Worship leaders are experts at identifying the signals. I fully admit that I have found myself looking for them as a way to gauge how my worship set is going. They serve as a barometer for the worship atmosphere in my congregation. Worship leaders naturally bring our own preconceived idea of what an engaged congregation looks like into our worship. If we came from a Church of Christ background, then we are used to a very stiff worship service. If we are baptist, we’ve probably flirted quite a bit with outward expression of worship but never given fully over to it. We’ve certainly seen them at youth camp, when students inhibitions fly out the window of the last night of camp and everyone lets loose and the “signals” fly. Non denominational and community type churches are next. Definitely looser than baptists but not entirely crazy yet. If you come from a charismatic background you regularly see people dancing and jumping around and you look out of place if you are not flashing Expert level signals.
We use these experiences to judge how others are worshiping. And if the group of people we are leading worship for doesn’t meet our preconceived expectations, a couple of things can happen.
- We find ourselves judging them. We can become frustrated. If we aren’t careful we then begin to jump to conclusions about their spiritual lives and level of spiritual maturity. We think things like, “If they were really living for God, their worship would reflect that”.
- We examine the way we lead worship and wonder if we are doing something wrong. If worship goes well and people appear to be worshiping, then we assume we have done something right.

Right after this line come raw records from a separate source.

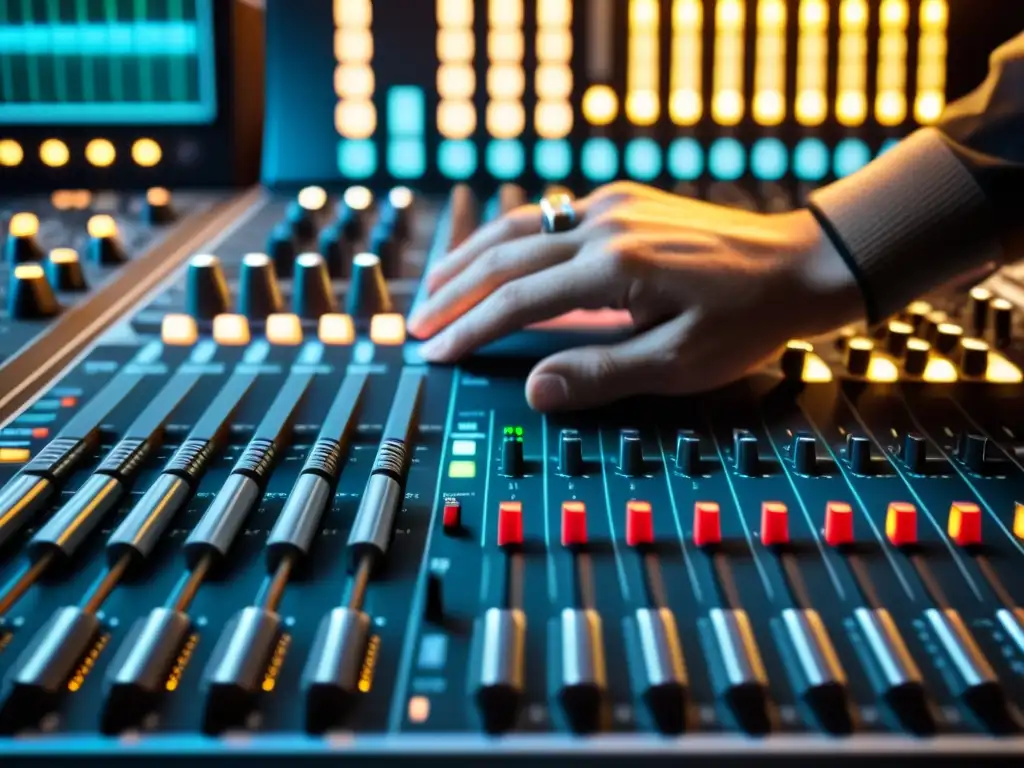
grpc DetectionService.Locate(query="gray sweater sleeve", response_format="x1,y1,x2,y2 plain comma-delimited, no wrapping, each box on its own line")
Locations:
807,32,1024,324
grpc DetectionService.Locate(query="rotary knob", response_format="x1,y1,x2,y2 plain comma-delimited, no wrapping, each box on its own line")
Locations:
958,338,990,378
381,186,415,242
791,433,817,475
318,222,353,278
45,248,87,292
968,287,992,336
238,252,284,319
337,185,374,242
86,214,125,264
287,186,329,241
901,433,928,474
780,341,811,380
267,221,297,278
143,187,175,225
345,253,394,319
846,434,873,475
501,432,524,477
935,323,963,355
845,337,873,376
4,212,42,264
368,221,403,278
903,339,931,376
8,264,59,319
904,300,931,333
990,298,1013,349
619,429,644,476
559,429,584,476
886,321,913,358
185,254,231,320
733,430,759,475
292,253,337,319
674,430,701,476
957,433,990,474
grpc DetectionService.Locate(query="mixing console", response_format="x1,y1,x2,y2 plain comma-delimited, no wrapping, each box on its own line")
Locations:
2,0,1024,763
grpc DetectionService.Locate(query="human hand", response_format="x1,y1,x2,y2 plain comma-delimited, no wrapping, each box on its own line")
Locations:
407,182,865,411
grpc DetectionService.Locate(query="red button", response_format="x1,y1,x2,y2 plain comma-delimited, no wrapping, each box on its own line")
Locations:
824,501,854,546
886,502,917,546
442,498,461,532
948,501,982,546
497,501,523,547
626,501,654,547
561,501,587,547
693,502,721,547
60,396,76,408
760,502,789,546
31,427,48,439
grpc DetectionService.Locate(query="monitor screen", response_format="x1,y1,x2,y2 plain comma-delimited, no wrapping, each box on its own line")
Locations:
0,0,217,125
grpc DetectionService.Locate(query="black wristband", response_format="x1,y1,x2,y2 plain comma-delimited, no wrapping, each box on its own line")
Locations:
805,202,880,325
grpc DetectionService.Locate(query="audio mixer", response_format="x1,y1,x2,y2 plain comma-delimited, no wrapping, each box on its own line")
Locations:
3,0,1024,763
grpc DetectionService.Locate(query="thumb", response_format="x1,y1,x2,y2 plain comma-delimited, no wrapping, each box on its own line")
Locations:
525,317,695,411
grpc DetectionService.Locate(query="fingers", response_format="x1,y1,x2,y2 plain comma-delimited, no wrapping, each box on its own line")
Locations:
418,256,626,362
408,231,580,339
525,316,700,411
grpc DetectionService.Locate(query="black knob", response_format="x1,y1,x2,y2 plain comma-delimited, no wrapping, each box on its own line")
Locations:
382,186,414,242
368,221,403,278
8,263,59,319
318,222,353,278
845,337,873,376
425,570,444,624
733,430,759,476
675,430,701,476
957,433,989,474
958,338,989,378
287,186,329,241
292,253,337,319
337,185,374,242
86,214,125,264
5,212,42,264
559,429,584,476
968,287,992,336
886,321,913,358
238,252,284,319
185,254,230,320
904,339,930,376
619,428,644,476
501,432,524,477
267,222,297,278
923,310,948,342
791,434,817,475
990,298,1012,349
901,433,927,474
846,434,873,474
780,341,810,380
905,301,931,333
934,323,963,355
345,253,394,319
45,248,87,292
142,187,175,225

And when people don’t seem to be engaging, we begin examining what it is that we did or did not do that kept people from worshiping. I’ve done this a million times. One Sunday I have a great worship service, then next week people seem disinterested and unengaged. I then find myself wondering if I had prayed something specific that made the difference, or if it was the combination of songs that I used, or any number of things.
The problem with both of these however is that both are forms of the law. The law places requirements on God’s people. It sets an unobtainable standard that all are forced to live up to. But the beauty of God’s grace is that those requirements were removed from us. We were set free from the law. With that being the case, who are we to turn around and place requirements on God’s people or ourselves?
Take the first one for instance. This is where the law can really stroke our pride. Because when an individuals display of worship doesn’t look like what I believe it should look like, I dismiss their spiritual maturity and elevate my own. What right do I have to hold people to my own standards and judge them if their worship doesn’t look like what I think it should look like? Yes, scripture gives us guidelines as to what appropriate worship should look like, but the examples represent a wide array of things. Whether it’s David dancing “undignified” like he is on MTV Spring Break to Paul writing to the church at Corinth about orderly worship. On top of that, there are an abundance of personalities represented in our congregations. From the most reserved, introverted person who may never display outward signs of worship to those who are quite extroverted. They can’t stand still in worship and are constantly moving.
When I find myself examining what I did to make worship a success, I have placed myself under the law. I have made worship about my own abilities. How people respond to worship is not dependent on me and my skills. It has nothing to do with whether or not I say the right thing or pray the right prayer. The problem with this way of thinking is that I will always find “flaws” in how I lead worship. I could have said this, or prayed that, etc. Choosing to live under the law means that the more I do right, the more I also realize I am doing wrong. This leads to a feeling of inadequacy and failure as a leader. I have placed myself at the center of the universe and it doesn’t take long for me to realize that I’m not that great at keeping the universe spinning. A congregation doesn’t need me to worship. God certainly doesn’t need me to to inspire a spirit of worship in His people.
Worship is quite simply our response to God.
As believers, we are free to worship how we choose. The result is a wonderfully diverse and beautiful expression of our love for the Father. So lets cut ourselves and others some slack. God simple asks that I, as a worship leader, operate in faith. Laying down my own expectations, and my own abilities and coming to the feet of the Creator and worshiping.